Time Causes People to Change
Like changes in technology, people also mature, change careers, retire. With regard to data management, the corporation must think about the expertise needed to complete the data mission. Data management must pass the “hit by a bus” test where the company would not suffer if one or more key people were to be hit by a Greyhound traveling from Newark to Richmond.
Here, time is requiring us to be more diligent in documenting our processes. It is requiring us to avoid undocumented hand-coding and pick a reproducible data management platform. It helps to have third-party continuity, like consultants who, although will also experience changes in personnel, will change on a different schedule than their clients.

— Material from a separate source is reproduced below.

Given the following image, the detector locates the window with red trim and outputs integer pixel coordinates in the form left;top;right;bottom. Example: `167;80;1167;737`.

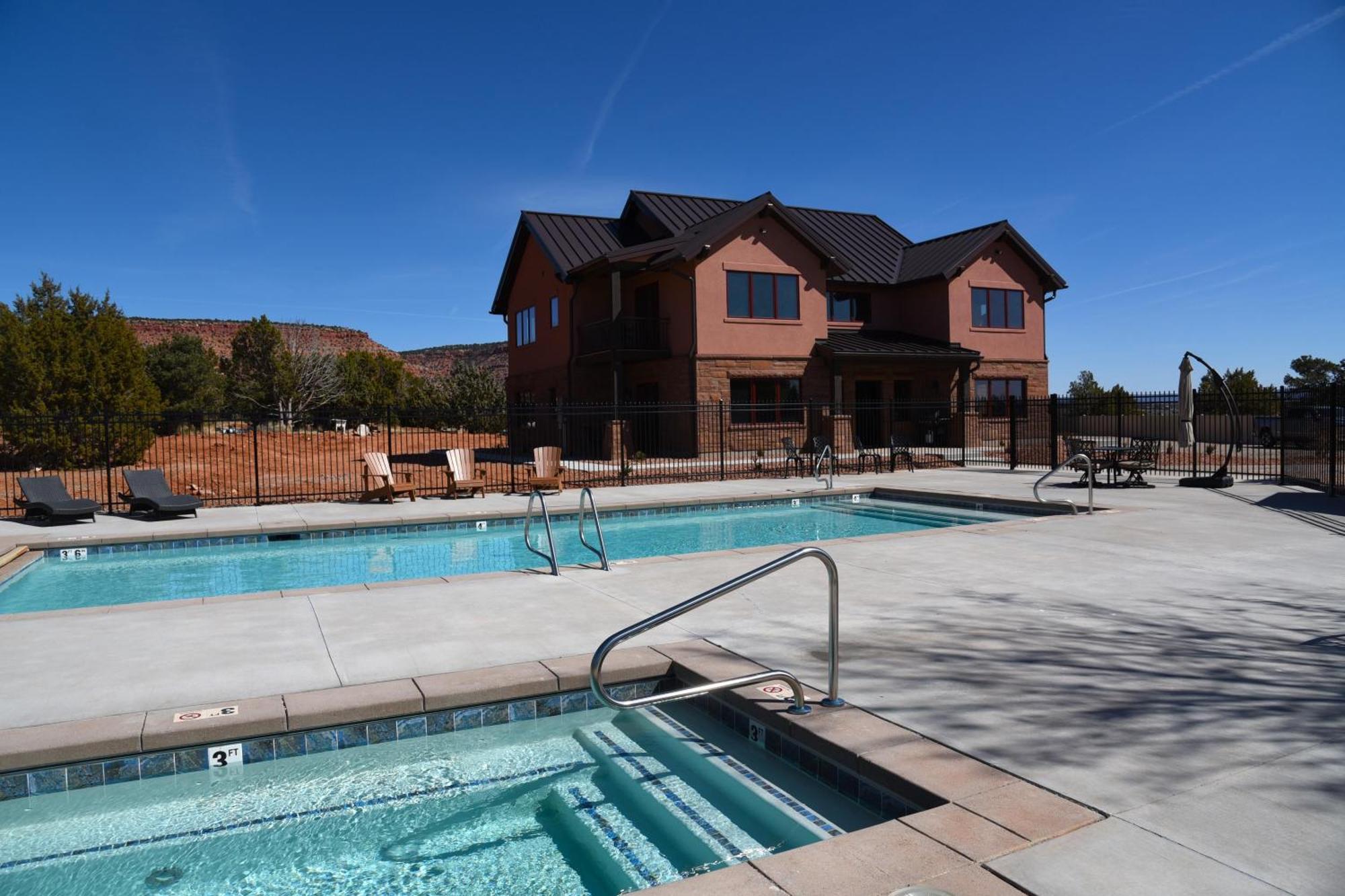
728;270;799;320
729;376;803;423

Time Leads to Clarity in the Imperative of Data Management
With regard to data management, corporations have a maturity process they go through. They often start as chaotic immature organizations and realize the power of data management in a tactical maturity stage. Finally, they realize data management is a strategic initiative when they begin to govern the data. Throughout it all, people, process and technologies change.
Knowing where you are in this maturity cycle can help you plan where you want to go from here and what tactics you need to put in place to get there. For example, very few companies go from chaotic, ad hoc data management to full-blown MDM. For the most part, they get there through making little changes, seeing the positive impact of the little changes and wanting more. Rather, a chaotic organization might be more apt to evolve their data management maturity by consolidating two or more ERP systems and revel in its efficiency.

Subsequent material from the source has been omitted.